~27.BÖLÜM~

117K 3.9K 207
                                    

Merhaba BurSu hayranları :D

Siz BurSu dediniz, o zaman BurSu olsun?

Bakışlarım donuklaştı. Aslında heyecanlanmıştım ama karşımdaki aile bana 'uzaylı' başlığı altında gözlüklerini takmış bakarken, en çok da rahatsız olmuştum.

Bir sandalye ayaklarının zemine sürtülmesiyle, ne zaman indirdiğimi bilmediğim başımı yerden kaldırdım. Burak yanıma geldi ve elimden güven verici bir edayla tutup, beni masaya getirdi.

"Evet, Suada benim eşim."

Annesi çiğnediği lokmayı bir süre çiğnemeyi bırakıp, bana dik dik baktı. Bedenimi süzdükten sonra lokmasını çiğnemeye devam etti. Babası bana bakmıyordu bile.

"Hoş geldin yenge."

Bahadır'ın gülümsediğini görünce, ağzımda ufak bir tebessümün belirdiğini fark ettim. Bahadır, benim lise arkadaşımdı. Şimdiyse yenge diyordu. Bu biraz... Komik.

"Hoş bulduk."

Fısıltıya karışık konuşsam da salonun ultra sessiz havasında bu, normal ses desibelindeki gibi rahatça duyulmuştu.

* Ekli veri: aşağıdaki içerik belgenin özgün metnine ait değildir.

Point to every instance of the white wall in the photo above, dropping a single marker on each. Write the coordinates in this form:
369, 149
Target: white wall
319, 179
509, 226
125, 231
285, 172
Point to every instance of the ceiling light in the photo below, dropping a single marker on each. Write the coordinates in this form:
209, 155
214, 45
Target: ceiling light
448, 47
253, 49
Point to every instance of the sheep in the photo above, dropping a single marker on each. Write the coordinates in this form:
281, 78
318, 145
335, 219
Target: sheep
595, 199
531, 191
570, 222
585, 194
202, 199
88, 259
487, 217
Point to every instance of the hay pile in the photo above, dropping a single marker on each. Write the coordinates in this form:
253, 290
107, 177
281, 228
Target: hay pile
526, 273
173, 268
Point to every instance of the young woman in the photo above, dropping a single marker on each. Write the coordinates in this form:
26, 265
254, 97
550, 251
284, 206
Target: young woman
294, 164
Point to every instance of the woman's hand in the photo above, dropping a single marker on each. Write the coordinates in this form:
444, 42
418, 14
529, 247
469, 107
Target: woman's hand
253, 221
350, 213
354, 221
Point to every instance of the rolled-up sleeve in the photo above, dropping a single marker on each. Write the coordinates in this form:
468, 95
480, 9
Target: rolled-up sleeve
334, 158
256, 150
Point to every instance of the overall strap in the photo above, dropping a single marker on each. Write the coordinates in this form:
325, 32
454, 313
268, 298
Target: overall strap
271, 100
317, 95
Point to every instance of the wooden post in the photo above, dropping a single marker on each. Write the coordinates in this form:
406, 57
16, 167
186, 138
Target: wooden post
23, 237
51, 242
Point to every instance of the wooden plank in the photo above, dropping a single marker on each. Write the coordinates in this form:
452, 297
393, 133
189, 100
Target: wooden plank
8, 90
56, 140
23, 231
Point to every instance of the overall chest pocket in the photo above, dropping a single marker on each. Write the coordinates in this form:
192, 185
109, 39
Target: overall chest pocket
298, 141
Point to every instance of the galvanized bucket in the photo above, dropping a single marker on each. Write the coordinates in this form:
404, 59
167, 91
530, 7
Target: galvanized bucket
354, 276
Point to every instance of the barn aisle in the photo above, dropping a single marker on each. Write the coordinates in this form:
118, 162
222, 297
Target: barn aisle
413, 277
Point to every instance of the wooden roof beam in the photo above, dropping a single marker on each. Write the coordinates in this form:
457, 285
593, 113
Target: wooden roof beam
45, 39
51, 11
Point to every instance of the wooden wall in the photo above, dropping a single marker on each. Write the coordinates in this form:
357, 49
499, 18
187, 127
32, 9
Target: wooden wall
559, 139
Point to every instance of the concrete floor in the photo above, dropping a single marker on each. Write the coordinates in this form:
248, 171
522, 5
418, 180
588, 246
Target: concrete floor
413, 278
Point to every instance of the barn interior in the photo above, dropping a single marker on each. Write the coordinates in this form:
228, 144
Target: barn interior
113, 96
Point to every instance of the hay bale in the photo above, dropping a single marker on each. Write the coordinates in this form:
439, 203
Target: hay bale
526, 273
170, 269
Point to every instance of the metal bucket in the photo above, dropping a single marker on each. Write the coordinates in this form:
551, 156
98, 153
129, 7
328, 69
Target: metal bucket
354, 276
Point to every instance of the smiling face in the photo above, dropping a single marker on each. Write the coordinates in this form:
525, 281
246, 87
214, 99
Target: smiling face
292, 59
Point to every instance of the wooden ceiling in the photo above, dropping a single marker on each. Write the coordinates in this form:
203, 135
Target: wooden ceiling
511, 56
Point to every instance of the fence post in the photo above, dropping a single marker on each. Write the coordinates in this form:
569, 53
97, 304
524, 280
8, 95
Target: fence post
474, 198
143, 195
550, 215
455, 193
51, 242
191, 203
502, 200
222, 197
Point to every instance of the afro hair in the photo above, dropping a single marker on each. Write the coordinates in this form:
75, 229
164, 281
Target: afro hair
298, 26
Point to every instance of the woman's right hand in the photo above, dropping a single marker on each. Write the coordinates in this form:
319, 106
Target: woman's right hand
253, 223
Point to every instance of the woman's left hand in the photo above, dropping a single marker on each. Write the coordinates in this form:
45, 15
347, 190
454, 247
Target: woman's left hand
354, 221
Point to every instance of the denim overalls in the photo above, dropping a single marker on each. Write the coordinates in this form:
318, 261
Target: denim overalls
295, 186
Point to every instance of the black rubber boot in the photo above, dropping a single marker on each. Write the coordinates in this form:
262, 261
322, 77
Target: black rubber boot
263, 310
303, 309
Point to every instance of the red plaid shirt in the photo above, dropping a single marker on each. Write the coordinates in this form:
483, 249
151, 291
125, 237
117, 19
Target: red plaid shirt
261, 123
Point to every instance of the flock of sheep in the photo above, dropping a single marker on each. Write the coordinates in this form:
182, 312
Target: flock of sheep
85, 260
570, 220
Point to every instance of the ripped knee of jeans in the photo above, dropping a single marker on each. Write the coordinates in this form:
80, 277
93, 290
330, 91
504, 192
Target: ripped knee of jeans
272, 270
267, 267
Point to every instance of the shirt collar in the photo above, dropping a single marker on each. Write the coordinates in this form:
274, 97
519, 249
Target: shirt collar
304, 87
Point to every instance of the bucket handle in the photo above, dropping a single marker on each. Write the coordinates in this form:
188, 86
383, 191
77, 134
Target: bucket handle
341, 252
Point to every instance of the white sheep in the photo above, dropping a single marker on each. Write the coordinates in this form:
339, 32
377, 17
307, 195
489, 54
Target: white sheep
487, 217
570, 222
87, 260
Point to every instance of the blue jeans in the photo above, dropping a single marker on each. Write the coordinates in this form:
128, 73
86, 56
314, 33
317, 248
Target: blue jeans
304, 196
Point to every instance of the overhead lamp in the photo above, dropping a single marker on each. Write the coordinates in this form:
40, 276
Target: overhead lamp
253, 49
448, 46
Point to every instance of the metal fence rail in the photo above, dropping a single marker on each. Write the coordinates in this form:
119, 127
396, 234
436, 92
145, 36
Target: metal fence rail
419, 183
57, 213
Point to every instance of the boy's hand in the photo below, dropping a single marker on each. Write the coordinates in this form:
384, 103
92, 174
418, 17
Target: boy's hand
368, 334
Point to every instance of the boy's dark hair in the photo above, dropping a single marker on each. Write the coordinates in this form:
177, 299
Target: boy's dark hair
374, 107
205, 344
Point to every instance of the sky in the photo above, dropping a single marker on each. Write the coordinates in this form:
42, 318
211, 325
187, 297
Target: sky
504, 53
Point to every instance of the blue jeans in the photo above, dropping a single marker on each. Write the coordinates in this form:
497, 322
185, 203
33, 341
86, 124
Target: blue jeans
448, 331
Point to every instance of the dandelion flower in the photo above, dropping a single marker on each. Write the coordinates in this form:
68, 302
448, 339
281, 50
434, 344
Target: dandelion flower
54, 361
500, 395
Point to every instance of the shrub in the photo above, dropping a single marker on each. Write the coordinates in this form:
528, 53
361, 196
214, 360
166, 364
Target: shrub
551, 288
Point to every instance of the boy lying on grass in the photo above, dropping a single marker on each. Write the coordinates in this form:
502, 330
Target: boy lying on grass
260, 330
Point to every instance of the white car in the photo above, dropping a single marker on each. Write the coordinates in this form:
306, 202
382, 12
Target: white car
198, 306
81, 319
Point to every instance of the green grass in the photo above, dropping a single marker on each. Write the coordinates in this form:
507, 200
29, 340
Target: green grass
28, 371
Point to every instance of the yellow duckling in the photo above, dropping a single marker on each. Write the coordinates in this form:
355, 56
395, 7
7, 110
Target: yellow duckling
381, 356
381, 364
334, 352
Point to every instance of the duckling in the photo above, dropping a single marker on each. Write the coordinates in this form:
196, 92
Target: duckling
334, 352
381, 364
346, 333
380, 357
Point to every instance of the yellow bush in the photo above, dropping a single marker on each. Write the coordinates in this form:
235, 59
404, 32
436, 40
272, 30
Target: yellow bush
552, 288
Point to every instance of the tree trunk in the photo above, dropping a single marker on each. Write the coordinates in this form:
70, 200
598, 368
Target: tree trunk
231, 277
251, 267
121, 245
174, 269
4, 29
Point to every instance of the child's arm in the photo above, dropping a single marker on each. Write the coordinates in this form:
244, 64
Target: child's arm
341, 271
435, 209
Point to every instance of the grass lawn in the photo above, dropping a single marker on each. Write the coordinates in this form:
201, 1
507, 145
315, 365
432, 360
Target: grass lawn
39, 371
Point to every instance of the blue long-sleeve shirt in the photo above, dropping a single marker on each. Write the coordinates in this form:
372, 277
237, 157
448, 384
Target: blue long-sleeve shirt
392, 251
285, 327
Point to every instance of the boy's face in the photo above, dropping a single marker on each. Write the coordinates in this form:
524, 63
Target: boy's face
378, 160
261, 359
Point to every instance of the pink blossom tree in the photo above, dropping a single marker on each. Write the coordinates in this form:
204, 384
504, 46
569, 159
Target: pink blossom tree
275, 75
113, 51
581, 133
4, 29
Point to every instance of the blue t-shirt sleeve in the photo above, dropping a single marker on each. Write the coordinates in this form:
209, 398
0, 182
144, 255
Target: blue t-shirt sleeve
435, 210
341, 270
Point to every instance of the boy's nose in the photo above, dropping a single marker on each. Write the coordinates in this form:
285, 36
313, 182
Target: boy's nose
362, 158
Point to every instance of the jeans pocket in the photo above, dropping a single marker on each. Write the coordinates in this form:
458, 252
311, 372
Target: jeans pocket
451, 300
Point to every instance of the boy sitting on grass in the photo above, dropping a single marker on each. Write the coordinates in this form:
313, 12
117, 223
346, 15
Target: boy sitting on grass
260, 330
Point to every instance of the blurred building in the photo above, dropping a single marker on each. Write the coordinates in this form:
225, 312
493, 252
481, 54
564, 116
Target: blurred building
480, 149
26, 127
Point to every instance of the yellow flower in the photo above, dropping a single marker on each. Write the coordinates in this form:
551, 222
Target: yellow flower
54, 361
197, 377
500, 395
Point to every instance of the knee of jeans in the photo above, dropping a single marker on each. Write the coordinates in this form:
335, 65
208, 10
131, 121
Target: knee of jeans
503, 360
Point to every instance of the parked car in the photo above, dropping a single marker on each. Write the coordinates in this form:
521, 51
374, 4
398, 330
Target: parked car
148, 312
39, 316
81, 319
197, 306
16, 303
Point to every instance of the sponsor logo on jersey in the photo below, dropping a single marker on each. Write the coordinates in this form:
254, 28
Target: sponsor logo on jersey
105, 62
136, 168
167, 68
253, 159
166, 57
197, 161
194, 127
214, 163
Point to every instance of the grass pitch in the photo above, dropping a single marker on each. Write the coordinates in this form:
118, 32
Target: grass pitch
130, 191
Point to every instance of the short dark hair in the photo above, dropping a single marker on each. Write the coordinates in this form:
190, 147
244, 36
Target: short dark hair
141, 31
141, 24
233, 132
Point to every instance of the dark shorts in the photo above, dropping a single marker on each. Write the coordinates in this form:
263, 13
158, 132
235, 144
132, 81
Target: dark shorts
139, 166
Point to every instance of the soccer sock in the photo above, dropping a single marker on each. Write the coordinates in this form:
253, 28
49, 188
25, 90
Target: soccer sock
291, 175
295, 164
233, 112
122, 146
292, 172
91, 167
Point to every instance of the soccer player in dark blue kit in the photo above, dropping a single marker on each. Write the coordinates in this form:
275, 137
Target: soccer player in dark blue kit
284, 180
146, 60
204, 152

Babası baş sandalyede otururken, annesi babasının sağ tarafında, Bahadır ise annesinin yanında oturuyordu. Burak, babasının sol tarafına oturunca, beni de yanına oturtmuştu. Yerimde rahatsızca kıpırdandım. Ece yanıma gelip, bana sormadan çayımı doldurdu ama o çayı içeceğim meçhuldu. Beni istemeyen bir ailenin sofrasında oturmak bana rahatsızlık verirken, üstüne bir de o masadan yemek mi yiyeceğim? Bunu hayatta yapmazdım. Zaten eve gideceğim, orada bir şeyler atıştırırım.

"Pekâlâ... Biraz kendini tanıtır mısın?"

Başımı ellerimden kaldırdım ve karşı çaprazımda oturan annesine çevirdim.

"Adım Suada."

Allah aşkına ne söyleyebilirdim?

"Kaç yaşındasın?"

"Yirmi iki."

Çayından bir yudum alarak bana bakmaya devam etti. O sırada babası tamamen yemeğine odaklanmış, bir an olsun başını kaldırıp da bize bakmamama huyunu sürdürüyordu.

"Burak'la nasıl tanıştınız?"

Başımı sağ tarafıma yavaşça çevirip, Burak'a baktım. Ne söyleyeyim? Görücü usulü altında, zorla evlenme desem kim bilir ne düşünürlerdi.

"Orasını boşver anne."

Burak'ın bunu demesine kahkaha atmak istedim ama şuanda bu hareketi yapmak, tehlikeli ve bir o kadar da uygunsuzdu.

"Boşver?"

Annesi sinirlenir gibi oldu. Belkide sinirlenmişti.

"Anne..."

Burak'ın, annesini uyarmasıyla beraber Aysu Hanım başını sağa sola hafifçe sallayarak yemeğini yemeye devam etti. Benim gibi onların da bu evlilikten bihaber olduğu doğruydu. Burak böyle bir şeye nasıl cesaret edebilmişti? Bir kız için ailesine nasıl karşı çıkabilmişti?

Burak'ın elini bacağımda hissedince vücudum kasıldı. Düşüncelerime son verdim, gözlerimi ona çevirip, 'Ne yapıyorsun?' der gibi başımı oynattım.

Kulağıma yaklaşıp, "Neden yemiyorsun?" diye sorunca omuz silktim ama hâlâ bacağımdaki elini sorguluyordum. Bunu anlamamıştı.

"Nerede okuyorsun? Yani okuyor musun?"

Bakışlarımı Burak'tan uzaklaştırarak, daha önce benimle konuşmayan babasına çevirdim.

"Evet okuyorum. Cerrahpaşa Tıp Fakültesi."